Several EU member states are already acting. Countries such as Denmark propose banning social media for under-15s unless parental consent is granted; others — including France, Spain and Greece — support an EU-wide “digital majority” threshold to shield minors from harmful content, addiction and privacy violations.
The harm narrative – and its limits
The effectiveness of these measures remains uncertain, and the underlying evidence is more mixed than public debate often suggests. Much of the current regulatory momentum reflects heightened concern about potential harms, informed by studies and reports indicating that some young people experience negative effects in some digital contexts — including anxiety, sleep disruption, cyberbullying, distorted self-image, and attention difficulties. These findings are important, but they do not point to uniform or inevitable outcomes. Across the research, effects vary widely by individual, platform, feature, intensity of use, and social context, with many young people reporting neutral or even positive experiences. The strongest evidence, taken as a whole, does not support the claim that social media is inherently harmful to children; rather, it points to clustered risks associated with specific combinations of vulnerability, design, and use.

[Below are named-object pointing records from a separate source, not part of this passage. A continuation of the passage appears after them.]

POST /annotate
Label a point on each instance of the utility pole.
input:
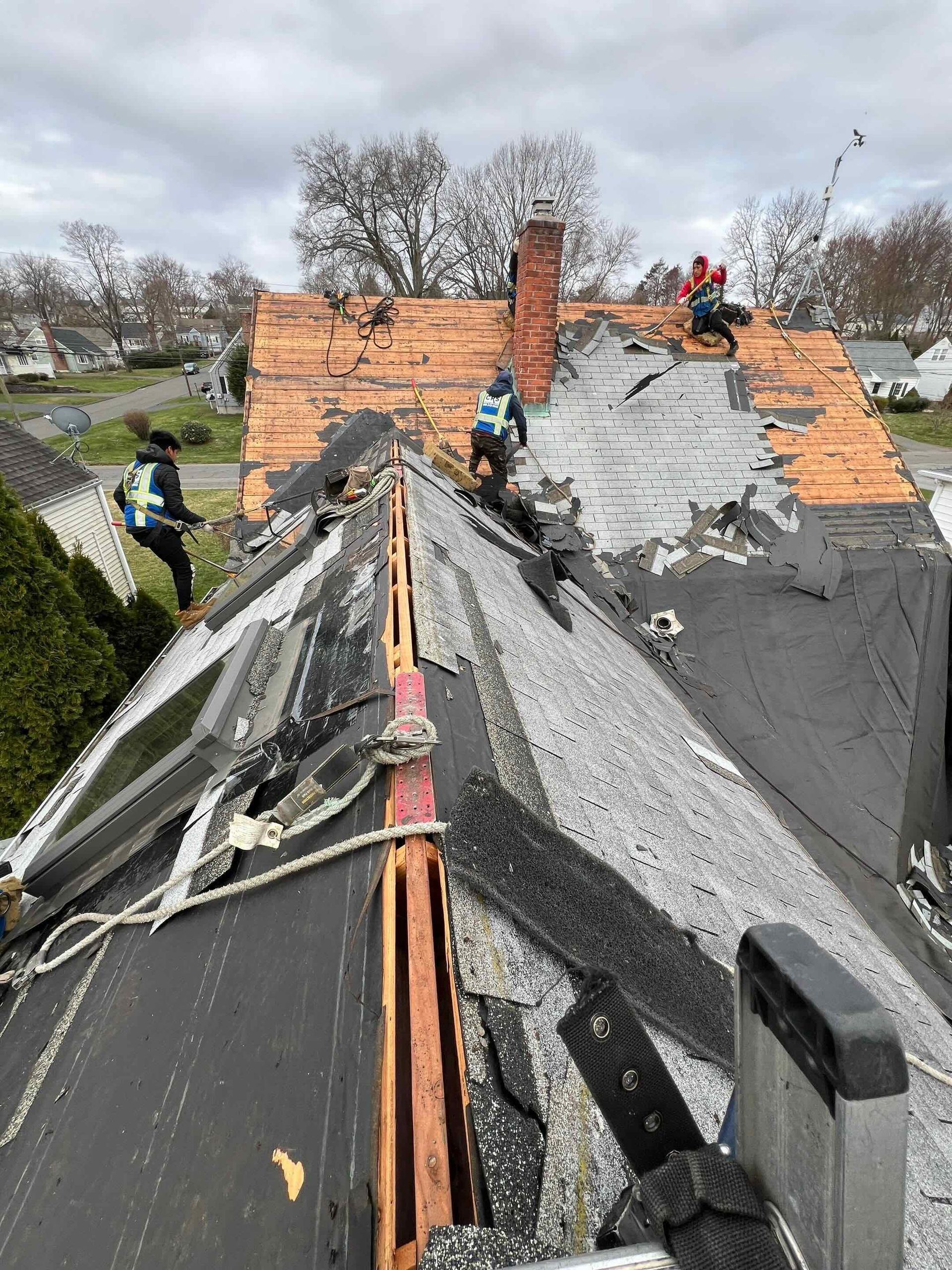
(813, 270)
(10, 402)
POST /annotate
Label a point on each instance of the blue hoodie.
(502, 385)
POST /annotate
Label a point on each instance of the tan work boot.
(193, 615)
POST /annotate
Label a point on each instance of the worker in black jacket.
(151, 484)
(498, 408)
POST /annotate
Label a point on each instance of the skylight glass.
(144, 746)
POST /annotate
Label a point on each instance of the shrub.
(237, 373)
(151, 628)
(58, 672)
(196, 432)
(137, 423)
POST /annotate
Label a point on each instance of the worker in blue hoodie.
(497, 409)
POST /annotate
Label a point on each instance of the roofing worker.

European lawmakers point to studies indicating that one in four minors displays “problematic” or “dysfunctional” smartphone use. But framing these findings as proof of universal addiction risks collapsing a complex behavioral spectrum into a single moral diagnosis — one that may obscure more than it clarifies.
From the outside, the rationale feels compelling: we would never leave 13-year-olds unattended in a bar or a casino, so why leave them alone in an attention economy designed to capture and exploit their vulnerabilities? Yet this comparison quietly imports an assumption — that social media is analogous to inherently harmful adult-only environments — rather than to infrastructure whose effects depend heavily on design, governance, norms, and support.
What gets lost when we generalize harm
When harm is treated as universal, the response almost inevitably becomes universal exclusion. Nuance collapses. Differences between children — in temperament, resilience, social context, family support, identity, and need — are flattened into a single risk profile.
The Internet, however, was never meant to serve a single type of user. Its power came from universality — from its ability to give voice to the otherwise voiceless: shy kids, marginalized youth, LGBTQ+ children, rural teenagers, creative outsiders, identity seekers, those who feel alone. For many young people, social media platforms are not simply entertainment. They are places of learning, authorship, peer support, political awakening, and cultural participation. They are where teens practice argument, humor, creativity, solidarity, dissent — often more freely than in offline institutions that are tightly supervised, hierarchical, or unwelcoming.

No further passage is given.